Egypt has relied increasingly on Gulf economic assistance since the 2011 uprising, as the government spent its reserves in order to sustain high social spending and support the Egyptian currency amid the political turmoil that followed Mubarak’s removal. In the first 18 months of the transition, during which the Supreme Council of the Armed Forces (SCAF) held control, Egypt received only about $2.3 billion in assistance from Gulf States (Saudi Arabia, Qatar, Kuwait) despite pledges of at least $7 billion. During the Morsi presidency, Qatar stepped up to provide some $8 billion in grants and soft loans, a fact that provoked widespread concern and satire in Egypt about dependence on Gulf assistance. 

Since Morsi’s ouster in July 2013, Qatar is out as Egypt’s patron, and Saudi Arabia, the UAE, and Kuwait are very much in, a trend that seems likely to accelerate during a Sisi presidency. By early 2014, the military-backed government had received some $12 billion in various forms of assistance (including cash, petroleum, projects, and Central Bank deposits to support the Egyptian pound) from the three countries, with much more expected to arrive soon. In fact, the key initiatives of Sisi’s campaign to emerge so far are Gulf-financed economic megaprojects (one in housing, another in development of the Suez Canal zone) with extensive military involvement. There is every indication that Sisi will continue to depend on infusions of cash and/or energy of roughly $2 billion per month from the Gulf in order to keep his government afloat and minimize the country’s ongoing energy crisis.

So, how will President Sisi’s heavy and unprecedented dependence on Gulf assistance affect his foreign policies? 

Already there has been one indication that Cairo will not be able to stray far from policy lines delineated by Riyadh while this high level of economic dependence continues.
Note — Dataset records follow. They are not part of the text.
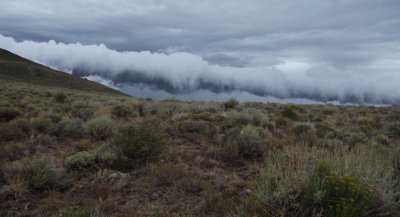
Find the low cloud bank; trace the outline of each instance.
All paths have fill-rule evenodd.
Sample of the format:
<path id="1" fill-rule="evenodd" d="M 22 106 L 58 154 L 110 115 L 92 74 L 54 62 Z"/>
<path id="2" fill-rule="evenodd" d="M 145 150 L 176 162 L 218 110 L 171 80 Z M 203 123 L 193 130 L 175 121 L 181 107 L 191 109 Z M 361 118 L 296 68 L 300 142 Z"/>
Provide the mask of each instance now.
<path id="1" fill-rule="evenodd" d="M 17 42 L 3 35 L 0 47 L 114 88 L 140 84 L 176 95 L 248 92 L 279 99 L 400 105 L 396 70 L 338 69 L 326 63 L 290 61 L 233 67 L 210 64 L 188 52 L 119 52 L 103 44 Z"/>

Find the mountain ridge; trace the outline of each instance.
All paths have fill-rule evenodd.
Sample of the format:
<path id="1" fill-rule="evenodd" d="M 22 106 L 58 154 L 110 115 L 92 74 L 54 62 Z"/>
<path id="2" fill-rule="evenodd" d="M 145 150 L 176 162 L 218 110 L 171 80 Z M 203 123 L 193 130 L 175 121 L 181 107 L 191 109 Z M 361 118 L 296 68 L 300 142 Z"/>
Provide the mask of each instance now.
<path id="1" fill-rule="evenodd" d="M 126 95 L 102 84 L 51 69 L 0 48 L 0 79 L 86 92 Z"/>

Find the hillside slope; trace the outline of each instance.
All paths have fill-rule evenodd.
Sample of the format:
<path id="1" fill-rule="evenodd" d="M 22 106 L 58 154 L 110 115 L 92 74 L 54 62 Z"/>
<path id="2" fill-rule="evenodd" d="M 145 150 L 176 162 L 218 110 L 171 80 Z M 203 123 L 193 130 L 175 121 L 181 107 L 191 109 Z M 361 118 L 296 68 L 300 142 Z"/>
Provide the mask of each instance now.
<path id="1" fill-rule="evenodd" d="M 0 48 L 0 80 L 27 82 L 42 86 L 67 88 L 115 95 L 123 93 L 93 81 L 53 70 Z"/>

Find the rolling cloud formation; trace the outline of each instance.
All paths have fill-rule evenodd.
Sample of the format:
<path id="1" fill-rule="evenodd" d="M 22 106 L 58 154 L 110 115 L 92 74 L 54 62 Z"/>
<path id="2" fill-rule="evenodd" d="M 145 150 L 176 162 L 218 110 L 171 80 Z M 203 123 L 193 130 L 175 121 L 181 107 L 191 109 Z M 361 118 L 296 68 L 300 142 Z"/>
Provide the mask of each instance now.
<path id="1" fill-rule="evenodd" d="M 245 91 L 277 98 L 400 104 L 397 72 L 374 73 L 298 62 L 232 67 L 210 64 L 188 52 L 118 52 L 103 44 L 16 42 L 5 36 L 0 36 L 0 46 L 109 86 L 144 84 L 174 94 Z"/>

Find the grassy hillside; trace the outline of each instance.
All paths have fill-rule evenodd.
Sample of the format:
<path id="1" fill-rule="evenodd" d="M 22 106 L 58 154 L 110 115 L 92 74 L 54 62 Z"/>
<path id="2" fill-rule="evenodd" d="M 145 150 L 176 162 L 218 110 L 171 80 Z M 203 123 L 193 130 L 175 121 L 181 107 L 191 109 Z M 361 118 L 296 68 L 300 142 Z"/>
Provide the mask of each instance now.
<path id="1" fill-rule="evenodd" d="M 50 69 L 0 48 L 0 79 L 41 86 L 122 95 L 121 92 L 86 79 Z"/>
<path id="2" fill-rule="evenodd" d="M 400 215 L 398 108 L 0 86 L 0 216 Z"/>

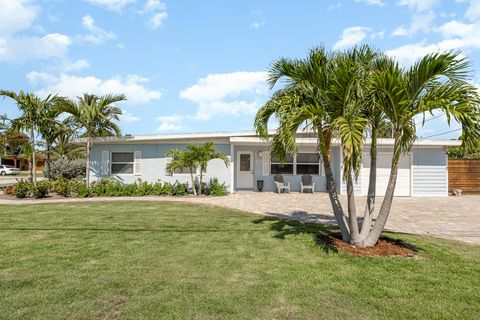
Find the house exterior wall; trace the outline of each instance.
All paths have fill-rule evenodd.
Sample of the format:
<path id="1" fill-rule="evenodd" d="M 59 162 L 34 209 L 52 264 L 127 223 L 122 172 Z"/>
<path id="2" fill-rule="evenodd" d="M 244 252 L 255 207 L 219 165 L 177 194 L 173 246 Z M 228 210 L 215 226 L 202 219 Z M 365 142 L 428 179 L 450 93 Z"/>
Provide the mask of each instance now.
<path id="1" fill-rule="evenodd" d="M 114 177 L 121 182 L 131 184 L 138 179 L 150 183 L 162 181 L 174 183 L 175 181 L 181 183 L 191 184 L 190 174 L 173 174 L 168 175 L 166 172 L 167 158 L 165 151 L 169 149 L 184 149 L 186 144 L 95 144 L 92 147 L 90 154 L 90 176 L 92 181 L 99 178 Z M 217 144 L 215 149 L 230 156 L 230 145 Z M 119 174 L 119 175 L 102 175 L 102 151 L 111 152 L 141 152 L 140 160 L 140 174 Z M 227 167 L 223 161 L 214 159 L 208 162 L 207 172 L 204 175 L 204 181 L 208 182 L 211 178 L 217 178 L 220 183 L 225 183 L 227 186 L 231 185 L 231 164 Z M 110 172 L 110 170 L 109 170 Z"/>
<path id="2" fill-rule="evenodd" d="M 448 195 L 448 157 L 443 147 L 412 148 L 413 196 Z"/>
<path id="3" fill-rule="evenodd" d="M 273 181 L 273 176 L 272 174 L 268 176 L 264 176 L 262 172 L 262 158 L 260 156 L 260 152 L 262 151 L 269 151 L 268 146 L 234 146 L 234 158 L 235 161 L 237 159 L 237 154 L 241 151 L 253 151 L 253 168 L 254 168 L 254 174 L 253 174 L 253 190 L 257 190 L 257 181 L 258 180 L 263 180 L 263 191 L 275 191 L 275 184 Z M 335 177 L 335 182 L 338 183 L 340 182 L 340 162 L 339 162 L 339 148 L 338 147 L 332 147 L 331 149 L 331 163 L 332 163 L 332 171 L 333 175 Z M 316 147 L 299 147 L 299 152 L 316 152 Z M 235 168 L 236 170 L 236 168 Z M 323 168 L 322 168 L 323 171 Z M 301 182 L 301 175 L 293 175 L 293 174 L 284 174 L 284 181 L 285 182 L 290 182 L 290 188 L 291 191 L 300 191 L 300 182 Z M 326 180 L 325 176 L 320 176 L 320 175 L 312 175 L 313 177 L 313 182 L 315 182 L 315 191 L 316 192 L 326 192 Z M 236 172 L 234 172 L 234 190 L 237 190 L 237 175 Z"/>

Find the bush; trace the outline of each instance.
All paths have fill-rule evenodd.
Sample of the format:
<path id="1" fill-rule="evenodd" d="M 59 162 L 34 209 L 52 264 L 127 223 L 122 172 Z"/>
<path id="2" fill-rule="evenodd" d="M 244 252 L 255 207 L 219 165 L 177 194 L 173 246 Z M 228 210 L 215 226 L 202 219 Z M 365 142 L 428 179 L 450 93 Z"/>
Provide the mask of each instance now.
<path id="1" fill-rule="evenodd" d="M 70 197 L 72 191 L 74 191 L 74 182 L 73 180 L 68 180 L 65 178 L 55 180 L 50 183 L 50 190 L 54 191 L 62 197 Z"/>
<path id="2" fill-rule="evenodd" d="M 75 196 L 76 196 L 77 198 L 89 198 L 89 197 L 93 197 L 93 196 L 94 196 L 93 189 L 87 187 L 87 183 L 86 183 L 86 182 L 80 183 L 80 184 L 78 185 L 78 187 L 77 187 Z"/>
<path id="3" fill-rule="evenodd" d="M 179 183 L 178 181 L 175 182 L 173 185 L 173 193 L 174 196 L 185 196 L 188 194 L 188 183 Z"/>
<path id="4" fill-rule="evenodd" d="M 228 193 L 227 187 L 224 183 L 218 182 L 218 179 L 210 179 L 210 185 L 208 186 L 208 191 L 211 196 L 219 197 L 224 196 Z"/>
<path id="5" fill-rule="evenodd" d="M 59 158 L 50 162 L 50 172 L 45 166 L 43 174 L 49 180 L 58 179 L 75 179 L 84 177 L 87 169 L 87 164 L 83 159 L 69 160 Z"/>
<path id="6" fill-rule="evenodd" d="M 48 185 L 47 183 L 40 182 L 37 186 L 33 186 L 33 196 L 36 199 L 46 198 L 48 196 Z"/>
<path id="7" fill-rule="evenodd" d="M 23 179 L 18 181 L 15 185 L 15 197 L 19 199 L 26 198 L 30 194 L 32 187 L 33 184 L 30 182 L 27 182 Z"/>
<path id="8" fill-rule="evenodd" d="M 3 193 L 4 194 L 8 194 L 8 195 L 12 195 L 15 193 L 15 186 L 7 186 L 5 187 L 5 189 L 3 190 Z"/>

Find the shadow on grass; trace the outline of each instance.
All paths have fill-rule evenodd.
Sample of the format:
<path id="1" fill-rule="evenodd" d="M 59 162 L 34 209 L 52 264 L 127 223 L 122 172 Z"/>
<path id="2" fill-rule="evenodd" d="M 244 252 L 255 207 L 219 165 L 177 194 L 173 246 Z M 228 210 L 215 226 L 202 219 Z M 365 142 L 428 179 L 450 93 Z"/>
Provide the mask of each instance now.
<path id="1" fill-rule="evenodd" d="M 320 218 L 320 219 L 319 219 Z M 337 252 L 336 248 L 328 243 L 320 242 L 319 239 L 338 232 L 338 228 L 323 222 L 332 220 L 328 215 L 309 215 L 305 212 L 294 212 L 292 215 L 269 213 L 268 216 L 255 219 L 254 224 L 269 223 L 270 230 L 275 231 L 274 238 L 285 239 L 290 235 L 308 234 L 312 236 L 313 242 L 320 246 L 325 252 Z M 322 222 L 313 222 L 313 221 Z"/>

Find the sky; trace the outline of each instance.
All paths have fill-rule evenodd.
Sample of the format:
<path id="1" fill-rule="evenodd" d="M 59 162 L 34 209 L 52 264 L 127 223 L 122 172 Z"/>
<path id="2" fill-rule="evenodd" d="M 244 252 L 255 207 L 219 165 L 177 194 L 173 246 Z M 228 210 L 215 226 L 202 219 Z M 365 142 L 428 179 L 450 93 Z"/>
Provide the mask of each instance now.
<path id="1" fill-rule="evenodd" d="M 480 87 L 479 30 L 480 0 L 0 0 L 0 88 L 124 93 L 123 134 L 252 130 L 279 57 L 366 43 L 409 66 L 458 49 Z M 460 133 L 426 119 L 419 137 Z"/>

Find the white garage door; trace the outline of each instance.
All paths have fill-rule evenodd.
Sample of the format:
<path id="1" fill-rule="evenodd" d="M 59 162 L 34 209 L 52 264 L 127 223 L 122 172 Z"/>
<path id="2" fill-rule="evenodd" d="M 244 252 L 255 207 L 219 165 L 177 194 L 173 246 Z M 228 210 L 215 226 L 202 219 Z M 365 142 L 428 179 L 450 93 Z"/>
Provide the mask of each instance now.
<path id="1" fill-rule="evenodd" d="M 362 194 L 367 195 L 368 192 L 368 179 L 370 175 L 370 154 L 363 154 L 363 166 L 361 173 L 362 182 Z M 387 190 L 388 179 L 390 178 L 390 166 L 392 165 L 391 153 L 379 153 L 377 156 L 377 197 L 383 197 Z M 409 197 L 411 190 L 410 180 L 410 155 L 402 155 L 400 157 L 397 185 L 395 187 L 395 196 Z"/>

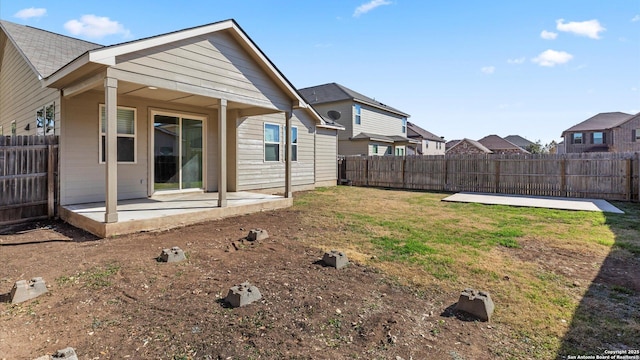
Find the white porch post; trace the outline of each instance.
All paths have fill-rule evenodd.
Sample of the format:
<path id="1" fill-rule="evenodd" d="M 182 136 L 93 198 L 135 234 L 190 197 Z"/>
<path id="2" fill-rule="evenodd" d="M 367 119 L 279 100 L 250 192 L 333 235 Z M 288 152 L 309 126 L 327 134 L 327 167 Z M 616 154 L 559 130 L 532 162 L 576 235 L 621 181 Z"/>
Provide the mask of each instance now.
<path id="1" fill-rule="evenodd" d="M 285 112 L 285 170 L 284 170 L 284 197 L 293 197 L 291 192 L 291 116 L 293 115 L 293 109 Z"/>
<path id="2" fill-rule="evenodd" d="M 227 206 L 227 100 L 218 102 L 218 207 Z"/>
<path id="3" fill-rule="evenodd" d="M 105 141 L 105 205 L 104 222 L 118 222 L 118 80 L 104 79 L 104 104 L 106 120 Z"/>

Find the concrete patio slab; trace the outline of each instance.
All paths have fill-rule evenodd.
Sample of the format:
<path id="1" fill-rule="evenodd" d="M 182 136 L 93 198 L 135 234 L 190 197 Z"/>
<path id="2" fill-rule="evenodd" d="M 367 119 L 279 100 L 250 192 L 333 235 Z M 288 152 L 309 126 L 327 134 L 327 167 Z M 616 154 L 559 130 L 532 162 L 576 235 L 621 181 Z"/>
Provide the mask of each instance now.
<path id="1" fill-rule="evenodd" d="M 88 203 L 60 207 L 60 217 L 69 224 L 99 237 L 170 228 L 282 209 L 292 198 L 252 192 L 228 192 L 227 207 L 218 207 L 218 193 L 181 193 L 152 198 L 119 200 L 118 222 L 105 223 L 105 204 Z"/>
<path id="2" fill-rule="evenodd" d="M 576 199 L 564 197 L 460 192 L 448 196 L 442 199 L 442 201 L 539 207 L 560 210 L 602 211 L 615 214 L 624 214 L 624 211 L 611 205 L 608 201 L 600 199 Z"/>

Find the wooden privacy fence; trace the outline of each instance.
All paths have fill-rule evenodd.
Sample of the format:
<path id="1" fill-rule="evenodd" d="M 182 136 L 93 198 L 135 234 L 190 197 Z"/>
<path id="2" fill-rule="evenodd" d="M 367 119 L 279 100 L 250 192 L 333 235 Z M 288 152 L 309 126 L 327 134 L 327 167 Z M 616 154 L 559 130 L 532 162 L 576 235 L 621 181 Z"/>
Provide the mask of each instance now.
<path id="1" fill-rule="evenodd" d="M 57 169 L 57 136 L 0 136 L 0 225 L 54 217 Z"/>
<path id="2" fill-rule="evenodd" d="M 638 153 L 347 156 L 342 183 L 411 190 L 638 201 Z"/>

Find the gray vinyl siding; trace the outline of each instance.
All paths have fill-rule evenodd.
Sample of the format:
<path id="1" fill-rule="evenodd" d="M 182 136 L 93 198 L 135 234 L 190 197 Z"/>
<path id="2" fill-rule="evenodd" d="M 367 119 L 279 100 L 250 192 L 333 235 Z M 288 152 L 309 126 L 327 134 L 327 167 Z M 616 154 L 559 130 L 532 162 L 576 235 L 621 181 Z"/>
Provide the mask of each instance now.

When Sisi first deposed Morsi, the transitional government quickly moved away from Morsi’s support for the Syrian revolution and adopted a different approach, saying it would no longer support “jihad” in Syria and notably targeting Syrian refugees in Egypt as potentially dangerous subversives. By the time of the Arab summit in March 2014, the Egyptian government quietly brought its position on Syria more into line with its Gulf allies, noting its ongoing “contacts” with the Syrian opposition and the Gulf states. 

The great unknown about Egyptian foreign policy remains whether relations with the United States will deteriorate, limp along, or strengthen during a Sisi presidency. The United States has its reservations about Egypt’s current course but would like to find a way to sustain relations, and Sisi presumably would like to restore suspended U.S. military assistance in order to keep his generals happy. But Saudi Arabia not only offered to replace U.S. military assistance but apparently also to finance arms purchased from Russia. Thus Egypt is becoming a pawn in the tense relations among Washington, Moscow, and Riyadh.

In his brief speech announcing his presidential bid, Sisi sounded well-worn themes about foreign policy including the need to restore Egypt’s “strength, power, and influence” in the world and its rejection of foreign meddling (“Egypt is not a playground for any internal, regional, or international party and it never will be”). But in a moment of candor, he also hinted that this high level of dependence on the Gulf cannot and should not be sustained, saying, “Egypt is a country rich in its resources and people, yet it relies on donations and assistance. This is not acceptable…” 

It remains to be seen whether Sisi will undertake the internal reconciliation and courageous political and economic decisions that would allow Egypt to move beyond such dependence.